Su programa no aceptaba actualizaciones. Al día siguiente, no permitía que mi hijo botara la basura. “No era cosa de hombres”, afirmaba. En la semana de su permanencia en mi casa, la veía afanarse en la búsqueda de polvos y otras suciedades, con el interés de un científico en pro de una droga salvadora. Y al hallar una cazuela manchada, me la mostraba con ojos de triunfo, aunque horas más tarde le suministraba un analgésico por los dolores musculares en sus muñecas, vencidas por tanto y tanto frotar.
En aquel tiempo, yo me sentía en un estadio superior a mi suegra. Era una profesional reconocida, maga en la combinación de las obligaciones caseras y foráneas. A veces, como ella, me derrumbaba en la cama, golpeada por el cansancio, pero eso sí, ante la absurda limpieza voluta por voluta de la antigua mesa de la sala, prefería leer un libro prestado por un solo día.
No había dudas, mi programa de mujer latinoamericana estaba actualizado. Con la frente muy alta, aconsejaba a mis compañeras de sexo, todavía encerradas entre escobas y frazadas y con maridos e hijos incapacitados para adelantar la comida, si la reunión en el centro laboral se demoraba.
Sin embargo, mi sorpresiva ceguera total demostraba mi endeblez de mujer emancipada. En el presente, al paso de los años, lo enfoco con tonos de humor en las conversaciones familiares. La verdad es que aquel hogar controlado con mi mando automático estuvo de cabezas durante unos meses.
Yo también consideraba la casa como mi reino; donde mi hombre ayudaba por su condescendencia hacia mí, no por la interiorización de los derechos y deberes comunes en la cristalización de la familia. La muestra mayor de mis rezagos la vertí en mi hijo. A él le había insertado las viejas costumbres desembarcadas de las naos de la conquista. Era más fácil recoger el reguero de sus juguetes en su habitación que enseñarle con dulzura y paciencia.
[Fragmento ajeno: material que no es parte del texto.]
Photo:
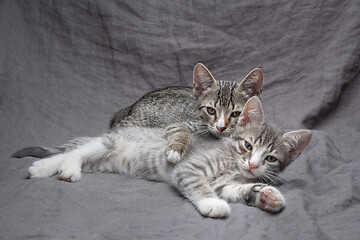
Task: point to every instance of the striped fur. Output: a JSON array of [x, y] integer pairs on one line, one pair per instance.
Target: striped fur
[[212, 173], [182, 111]]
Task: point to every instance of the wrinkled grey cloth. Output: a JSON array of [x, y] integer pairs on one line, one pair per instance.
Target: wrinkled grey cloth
[[67, 66]]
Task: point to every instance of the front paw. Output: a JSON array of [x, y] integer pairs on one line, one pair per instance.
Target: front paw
[[213, 207], [269, 199], [70, 171]]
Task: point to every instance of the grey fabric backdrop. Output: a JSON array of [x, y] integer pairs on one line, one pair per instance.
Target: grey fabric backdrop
[[67, 66]]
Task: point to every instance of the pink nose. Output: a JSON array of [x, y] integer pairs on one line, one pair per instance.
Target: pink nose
[[220, 129], [252, 166]]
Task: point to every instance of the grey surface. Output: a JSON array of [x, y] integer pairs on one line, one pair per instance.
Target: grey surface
[[67, 66]]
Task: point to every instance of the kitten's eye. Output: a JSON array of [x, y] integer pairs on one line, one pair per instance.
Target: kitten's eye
[[211, 111], [248, 145], [235, 114], [271, 159]]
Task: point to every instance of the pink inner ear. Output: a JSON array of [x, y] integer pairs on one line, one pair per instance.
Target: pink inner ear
[[253, 82], [252, 113]]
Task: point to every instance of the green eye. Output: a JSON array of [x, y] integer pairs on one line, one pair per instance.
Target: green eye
[[271, 159], [248, 145], [235, 114], [211, 111]]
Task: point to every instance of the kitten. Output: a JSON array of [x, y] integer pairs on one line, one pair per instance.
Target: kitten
[[211, 107], [213, 173]]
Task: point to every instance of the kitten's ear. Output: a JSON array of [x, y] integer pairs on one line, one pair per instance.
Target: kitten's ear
[[296, 142], [253, 82], [252, 113], [203, 79]]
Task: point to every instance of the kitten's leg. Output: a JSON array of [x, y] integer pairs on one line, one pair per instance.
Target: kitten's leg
[[46, 167], [259, 195], [70, 168], [194, 185], [178, 136]]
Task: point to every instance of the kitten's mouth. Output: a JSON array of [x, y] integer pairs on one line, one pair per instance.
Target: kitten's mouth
[[249, 173]]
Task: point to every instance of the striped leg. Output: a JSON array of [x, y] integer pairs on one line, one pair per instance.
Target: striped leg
[[259, 195], [178, 136], [193, 183]]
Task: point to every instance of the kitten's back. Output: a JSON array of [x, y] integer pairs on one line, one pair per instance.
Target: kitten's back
[[159, 108]]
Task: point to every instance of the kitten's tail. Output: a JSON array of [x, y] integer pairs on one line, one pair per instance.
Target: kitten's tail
[[42, 152], [37, 152]]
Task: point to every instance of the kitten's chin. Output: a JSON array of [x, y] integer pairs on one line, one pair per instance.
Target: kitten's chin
[[249, 174], [220, 134]]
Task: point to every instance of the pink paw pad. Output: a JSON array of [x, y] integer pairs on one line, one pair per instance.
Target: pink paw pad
[[267, 199]]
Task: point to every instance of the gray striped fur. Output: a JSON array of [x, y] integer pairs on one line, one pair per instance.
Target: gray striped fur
[[212, 173]]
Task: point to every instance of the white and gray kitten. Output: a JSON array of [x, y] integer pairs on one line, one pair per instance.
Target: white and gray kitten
[[211, 108], [213, 173]]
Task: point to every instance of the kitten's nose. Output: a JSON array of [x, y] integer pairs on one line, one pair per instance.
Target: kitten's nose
[[220, 129], [252, 166]]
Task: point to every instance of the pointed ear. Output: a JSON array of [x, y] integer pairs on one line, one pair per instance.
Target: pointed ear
[[203, 79], [253, 82], [296, 142], [252, 113]]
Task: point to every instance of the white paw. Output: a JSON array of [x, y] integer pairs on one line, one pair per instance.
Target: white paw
[[38, 172], [70, 171], [213, 207], [270, 199], [46, 167], [173, 156]]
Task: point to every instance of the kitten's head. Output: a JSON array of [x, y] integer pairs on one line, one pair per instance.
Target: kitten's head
[[261, 149], [221, 102]]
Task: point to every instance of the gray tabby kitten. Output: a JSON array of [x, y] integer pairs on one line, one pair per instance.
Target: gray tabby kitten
[[211, 107], [213, 172]]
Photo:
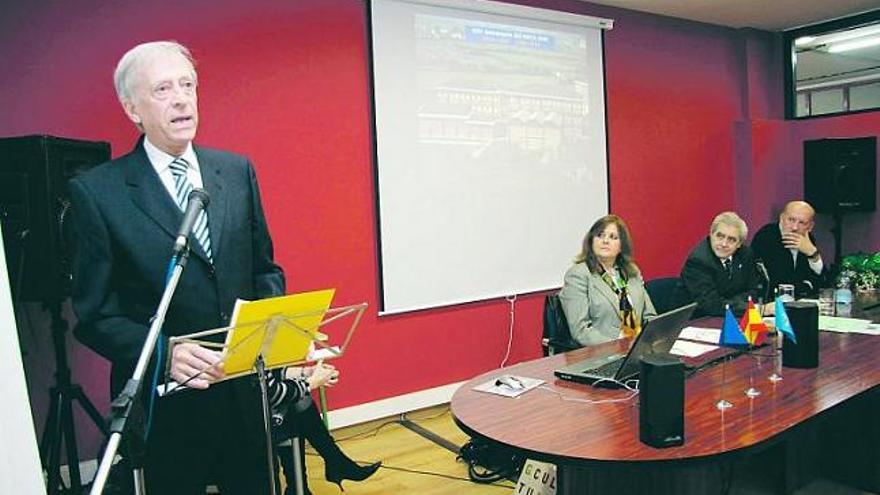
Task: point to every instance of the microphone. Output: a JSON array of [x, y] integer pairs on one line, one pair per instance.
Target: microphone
[[197, 201], [763, 270]]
Tanto que yo defendía a las mujeres y la que le tocara como compañera, si es que alguna lo aceptaba con sus defectos hogareños, tendría que emprender su enmienda. El padre se sentía un héroe por la ayuda que me prestaba. Era un modelo de esposo que yo debía cuidar y mimar por sus características excepcionales.
De golpe y porrazo, las responsabilidades y tareas se distribuyeron entre ellos mientras yo permanecía internada en el Centro de Rehabilitación de Ciegos y Débiles Visuales en el municipio de Bejucal, en la provincia Habana. En la visita del domingo, después del beso de bienvenida y el “¿cómo andas?”, mi hombre me lanzaba una larga lista de preguntas: “¿Dónde está tal cosa y la otra y la otra…?” “¿Cómo se hace esto, lo otro y aquello?”.
¡Qué tonta yo había sido! No estimo que exista una condición genética para nuestra disposición en las obras hogareñas. La sociedad nos la ha impuesto en tal medida que el cumplirlas entra en los puntos oscuros a favor de nuestra autoestima, aunque, de cara al mundo, numerosas mujeres ya lo neguemos.
Nos hicieron creer en este reino de sábanas olorosas y postres exquisitos y no queremos abdicar. Conspiramos contra las futuras generaciones de mujeres, cuando repetimos en nuestros cachorros los errores y, por si fuera poco, combatimos contra la ternura cuando le negamos al hombre la hermosa posibilidad de leer en los ojos de sus hijos, la alegría o la tristeza.